A criação de museus em Montes Claros e a preservação ambiental — grutas e parques — colocam a cidade valorizando o passado e garantindo o porvir. Um “Museu ou Memorial da Imprensa”, por exemplo, e enquanto ainda há material disponível, ajudaria muito a garantir futuras pesquisas. A Biblioteca Pública poderia pedir que as famílias doem livros, quando os patriarcas morrem. É que, com a morte dos proprietários de livros, muitos exemplares são descartados pelos sucessores. As bibliotecas particulares, em vez de serem extintas uma a uma, poderiam ser doadas ao setor histórico das Bibliotecas Públicas. No futuro, seria digitalizado.
Há preservação ou vivemos num certo esquecimento cultural?
Há possibilidades de maior engajamento, melhora na preservação da memória montes-clarense. Um escritor no nível de Cyro dos Anjos, por exemplo, merece mais do que um nome de bairro. Os livros de Cyro dos Anjos precisam ser mais bem divulgados na cidade. Suas frases são tão perfeitas que as gramáticas as citam para ilustrar como se empregar corretamente a língua portuguesa. Igualmente, em relação à Darcy Ribeiro. Montes Claros foi a única cidade brasileira a ter, simultaneamente, dois escritores integrantes da Academia Brasileira de Letras: Cyro e Darcy.
E há nomes como Manoel Hygino dos Santos que honram a cidade. Merecem maior divulgação local.
Os grupos de Serestas precisam ser revitalizados. Os seresteiros (como Hermes de Paula e João Chaves) que tanto marcaram a História de Montes Claros não têm um destaque. Precisamos ou de um “Museu das Serestas”, ou uma Divisão de Serestas na secretaria de Cultura. Os escritores de Montes Claros merecem, pelo menos, um setor especial nos espaços públicos.
Montes Claros é conhecida por sua efervescência artística, mas ainda não conta com um grande teatro público. O que isso revela sobre a relação da cidade com a arte e seus artistas?
O teatro não pode prescindir de talentos que Teresinha Lígia e Batista, por exemplo, ensinaram. Ou das peças teatrais que Reginauro Silva escreveu. Um anfiteatro (espaço com mais de uma função, como teatro e palco musical) seria ótimo. Mas as artes podem começar no Centro Cultural e, quando o sucesso for maior, ser criado um local mais amplo. Começar no espaço disponível seria um bom caminho.

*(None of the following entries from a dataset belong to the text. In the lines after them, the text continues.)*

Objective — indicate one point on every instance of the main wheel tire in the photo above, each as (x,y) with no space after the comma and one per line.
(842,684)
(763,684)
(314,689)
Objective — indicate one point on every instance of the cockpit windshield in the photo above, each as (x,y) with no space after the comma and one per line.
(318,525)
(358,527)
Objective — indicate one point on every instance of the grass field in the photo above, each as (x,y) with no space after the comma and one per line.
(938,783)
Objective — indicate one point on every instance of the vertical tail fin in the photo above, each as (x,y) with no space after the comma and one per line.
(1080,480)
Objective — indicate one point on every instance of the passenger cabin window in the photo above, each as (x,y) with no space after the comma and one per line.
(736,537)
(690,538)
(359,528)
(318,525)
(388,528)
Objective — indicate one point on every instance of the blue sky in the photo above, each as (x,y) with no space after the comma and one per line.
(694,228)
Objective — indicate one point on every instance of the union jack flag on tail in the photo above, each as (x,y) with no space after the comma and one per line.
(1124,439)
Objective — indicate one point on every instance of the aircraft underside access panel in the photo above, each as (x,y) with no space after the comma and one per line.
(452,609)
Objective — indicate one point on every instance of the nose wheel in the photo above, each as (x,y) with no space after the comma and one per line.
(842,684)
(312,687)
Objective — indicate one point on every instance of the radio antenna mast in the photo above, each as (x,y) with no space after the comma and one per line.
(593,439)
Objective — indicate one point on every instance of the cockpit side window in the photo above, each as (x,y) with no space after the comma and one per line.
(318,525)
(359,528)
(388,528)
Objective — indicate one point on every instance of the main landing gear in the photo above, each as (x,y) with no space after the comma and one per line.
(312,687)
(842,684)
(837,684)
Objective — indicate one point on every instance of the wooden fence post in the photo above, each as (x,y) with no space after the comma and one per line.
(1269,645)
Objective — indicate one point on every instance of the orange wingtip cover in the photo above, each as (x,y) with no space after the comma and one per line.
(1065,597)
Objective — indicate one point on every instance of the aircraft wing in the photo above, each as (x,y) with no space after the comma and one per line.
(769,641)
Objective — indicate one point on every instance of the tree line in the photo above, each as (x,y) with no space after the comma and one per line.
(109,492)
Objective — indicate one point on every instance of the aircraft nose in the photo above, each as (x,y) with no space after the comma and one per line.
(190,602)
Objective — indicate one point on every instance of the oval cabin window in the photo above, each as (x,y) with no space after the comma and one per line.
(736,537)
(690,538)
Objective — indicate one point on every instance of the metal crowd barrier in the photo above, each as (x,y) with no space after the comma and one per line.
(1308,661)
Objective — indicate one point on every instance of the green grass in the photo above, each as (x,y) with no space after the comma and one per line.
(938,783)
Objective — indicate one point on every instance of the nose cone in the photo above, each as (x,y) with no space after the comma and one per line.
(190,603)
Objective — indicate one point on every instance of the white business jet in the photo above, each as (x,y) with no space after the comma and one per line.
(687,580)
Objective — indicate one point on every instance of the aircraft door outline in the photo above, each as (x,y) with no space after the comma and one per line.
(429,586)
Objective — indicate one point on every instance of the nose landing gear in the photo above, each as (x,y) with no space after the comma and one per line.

Você acredita que falta uma política cultural mais séria e comprometida?
O incentivo pode ser a oferta do espaço para a exibição da arte. E preservação do já feito. “Apenas” a preservação da memória do já feito já é um bom incentivo para as novas ideias, os novos talentos. Liberações de dinheiro costumam ser acessíveis a grupos privilegiados. Uma complicação. Liberar o espaço pode ser ato democrático.
Você vê espaços suficientes para que os jovens artistas e escritores possam se formar, criar e ser valorizados aqui?
A arte aflora mesmo sem espaço, incentivo, pagamento. A arte nasce com a mesma necessidade de respirar. Quando menos se espera, a inspiração domina, floresce e dá fruto. O que não pode é o inspirado deixar o fruto apodrecer. Jovens artistas nascem a todo momento. São escritores, pintores, artesãos e outros que se revelam, ainda que somente a si próprios e aos seus mais próximos.
Normal é que não haja exigência de pagamento, verba pública, para essas artes nascerem.
Há aulas de artes em espaços públicos (Conservatório Estadual de Música Lorenzo Fernandez e Escolas municipais) e privados (até sem custos). Há empresas com setor de arte que envolvem funcionários e seus parentes. Em relação aos escritores, há uma dificuldade natural em forçar o aparecimento. A arte da escrita não tem berço em escolas especializadas. O berço para escritores é o incentivo à leitura. Sem que se leia muito, é impossível se tornar um escritor. Se se tem talento, o escritor é temperado pelas muitas leituras.